Foreign buyers shopping in the U.S. were the force that drove fourth-quarter U.S. sales up 38 percent to $46.5 million, said the company, which is increasingly taking a worldwide approach to the luxury business.
"For both our jewelry and watch businesses, emerging markets are becoming more important to us as our client is increasingly the global customer," said Thomas J. O'Neill, president of Harry Winston Diamond Corp., which also has mining operations. "The U.S. only accounts for approximately one-third of our worldwide business today. This diversification of our customer base is important as we are no longer dependent on one dominant country."
Sales in Asia shot up 46 percent to $21 million for the three months ended Jan. 31, while European sales fell 31 percent to $17.4 million, primarily due to disruptions following an October 2007 robbery in the Paris salon. Overall sales for the company's retail segment rose 15.9 percent to $85 million as operating losses weighed in at $1.5 million.

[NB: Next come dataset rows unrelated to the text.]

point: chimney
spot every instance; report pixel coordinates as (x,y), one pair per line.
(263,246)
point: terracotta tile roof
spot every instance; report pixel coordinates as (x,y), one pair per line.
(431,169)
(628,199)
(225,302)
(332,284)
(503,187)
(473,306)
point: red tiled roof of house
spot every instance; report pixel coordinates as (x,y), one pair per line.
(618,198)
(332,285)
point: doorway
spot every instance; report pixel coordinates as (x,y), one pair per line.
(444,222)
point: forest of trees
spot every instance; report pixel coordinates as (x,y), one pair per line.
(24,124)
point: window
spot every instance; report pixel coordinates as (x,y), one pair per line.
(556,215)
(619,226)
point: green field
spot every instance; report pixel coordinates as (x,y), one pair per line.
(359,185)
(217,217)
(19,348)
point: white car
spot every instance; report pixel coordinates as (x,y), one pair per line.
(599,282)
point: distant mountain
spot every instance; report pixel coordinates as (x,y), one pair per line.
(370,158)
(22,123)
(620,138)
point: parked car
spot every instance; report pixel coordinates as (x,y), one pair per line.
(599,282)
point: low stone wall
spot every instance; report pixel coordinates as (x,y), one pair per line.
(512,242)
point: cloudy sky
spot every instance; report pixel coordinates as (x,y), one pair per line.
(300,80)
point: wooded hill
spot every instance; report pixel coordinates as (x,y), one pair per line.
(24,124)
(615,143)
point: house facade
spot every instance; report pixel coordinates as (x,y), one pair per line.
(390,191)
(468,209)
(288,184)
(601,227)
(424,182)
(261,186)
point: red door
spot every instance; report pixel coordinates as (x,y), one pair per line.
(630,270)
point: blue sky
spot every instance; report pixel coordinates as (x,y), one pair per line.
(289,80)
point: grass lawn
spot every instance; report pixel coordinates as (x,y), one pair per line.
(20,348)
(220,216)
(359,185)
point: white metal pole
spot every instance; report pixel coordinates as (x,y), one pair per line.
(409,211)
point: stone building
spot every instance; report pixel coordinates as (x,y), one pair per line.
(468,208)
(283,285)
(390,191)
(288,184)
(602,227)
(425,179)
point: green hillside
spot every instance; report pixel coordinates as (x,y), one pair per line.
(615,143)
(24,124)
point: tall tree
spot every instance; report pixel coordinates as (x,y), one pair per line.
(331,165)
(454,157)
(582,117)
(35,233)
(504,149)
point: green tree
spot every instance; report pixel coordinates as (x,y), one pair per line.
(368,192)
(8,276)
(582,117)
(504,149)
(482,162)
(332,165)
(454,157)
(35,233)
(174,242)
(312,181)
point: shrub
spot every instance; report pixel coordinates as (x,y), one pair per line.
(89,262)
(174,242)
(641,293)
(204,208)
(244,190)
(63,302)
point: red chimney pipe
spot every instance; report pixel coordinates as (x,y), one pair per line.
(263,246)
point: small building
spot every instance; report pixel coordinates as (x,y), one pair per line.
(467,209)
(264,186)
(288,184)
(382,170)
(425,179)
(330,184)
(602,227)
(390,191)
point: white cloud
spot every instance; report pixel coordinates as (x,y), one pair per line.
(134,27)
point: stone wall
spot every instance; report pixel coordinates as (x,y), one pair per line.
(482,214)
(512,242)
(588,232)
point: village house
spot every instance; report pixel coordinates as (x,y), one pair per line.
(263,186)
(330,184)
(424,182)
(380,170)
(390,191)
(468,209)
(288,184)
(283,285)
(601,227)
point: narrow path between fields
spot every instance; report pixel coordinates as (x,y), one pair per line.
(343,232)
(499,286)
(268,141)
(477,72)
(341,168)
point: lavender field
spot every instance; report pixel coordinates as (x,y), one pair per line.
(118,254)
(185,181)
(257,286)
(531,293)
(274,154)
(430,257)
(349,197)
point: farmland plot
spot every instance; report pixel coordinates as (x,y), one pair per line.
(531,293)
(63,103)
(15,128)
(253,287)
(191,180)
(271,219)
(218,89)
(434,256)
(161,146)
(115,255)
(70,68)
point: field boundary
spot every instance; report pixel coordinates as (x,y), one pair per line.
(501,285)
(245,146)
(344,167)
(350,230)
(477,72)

The Harry Winston retail footprint expanded to 18 doors last year, up from six stores when the company formerly known as Aber Corp. bought the fine jewelry retailer in 2004.
Though the company is looking to Japan, China and India for growth, it is also expanding its U.S. presence this year with a new store slated to open in Costa Mesa, Calif.
Robert A. Gannicott, Harry Winston's chairman and chief executive, said investors expecting the luxury market to suffer from a U.S. slowdown are making too broad an analysis.
"[The] silver lining to the tumultuous changes in the world is that the customer base for our high-end jewelry product has shifted substantially toward those who are the recipients of the revenues from high commodity pricing and rapid economic expansion," said Gannicott.